Segue abaixo o que eu submeti, pra ficar um registro e eu poder recuperar esses resumos e propostas mesmo depois do fim do ciclo do FISL14.

Salvem os Hackers, ou Salve-se Quem Puder!

A distorção e demonização dos hackers, a falta de alfabetização em programação nas escolas e as limitações dos principais computadores atuais têm contribuído para a apatização da sociedade em geral. Sem poder compreender os códigos tecnológicos dos meios, que esperança há de que possamos decifrar e desafiar os códigos sociais que mantêm populações inteiras domadas em regimes pseudo-democráticos? Como romper as amarras das redes anti-sociais?
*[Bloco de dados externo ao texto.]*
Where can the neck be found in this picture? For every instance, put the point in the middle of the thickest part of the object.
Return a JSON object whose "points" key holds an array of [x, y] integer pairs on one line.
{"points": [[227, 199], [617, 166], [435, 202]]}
Nós, hackers, temos sido perseguidos por ousarmos desafiar o poder das elites e tentarmos democratizar o acesso à informação e o controle sobre as tecnologias. Até mesmo o termo hacker é insistentemente distorcido pelas classes dominantes! Nada disso é novo: há séculos elas se valem de avanços tecnológicos para introduzir novas formas de controle sobre a população, ainda que o controle nem sempre se dê pela força bruta: armadilhas ideológicas aprisionam a própria mente, domando indivíduos de forma quase voluntária, impedindo que se levantem contra o domínio e a opressão que sofrem.

Pretendo citar alguns exemplos de hackers perseguidos e demonizados e revisar algumas revoluções tecnológicas ao longo dos últimos milênios e como elas têm chegado à população em geral somente após a elite dispor de uma tecnologia revolucionária subsequente para manter seu controle. Defendo a programação de computadores como competência tão fundamental quanto a alfabetização e a aritmética para a sobrevivência em nossa sociedade tecnológica e para a conquista da autonomia e da eficiência, realçando a importância dessa competência e do cultivo da curiosidade, do compartilhamento e do questionamento para a formação de cidadãos.

O estudo de história e dos códigos sociais, um nível subjacente ao dos códigos expressos em software, permitirá a esses hackers livre-pensantes, não aprisionados por uma cultura de compartimentação de conhecimentos, negação de informação e domesticação apatizadora, resgatar não só os controles dos meios de comunicação e censura (os computadores, a Internet e as redes de relacionamento sobre ela construídas) como também a democracia, desvendando os mecanismos para romper as amarras das redes anti-sociais através da participação ativa, informada e ética.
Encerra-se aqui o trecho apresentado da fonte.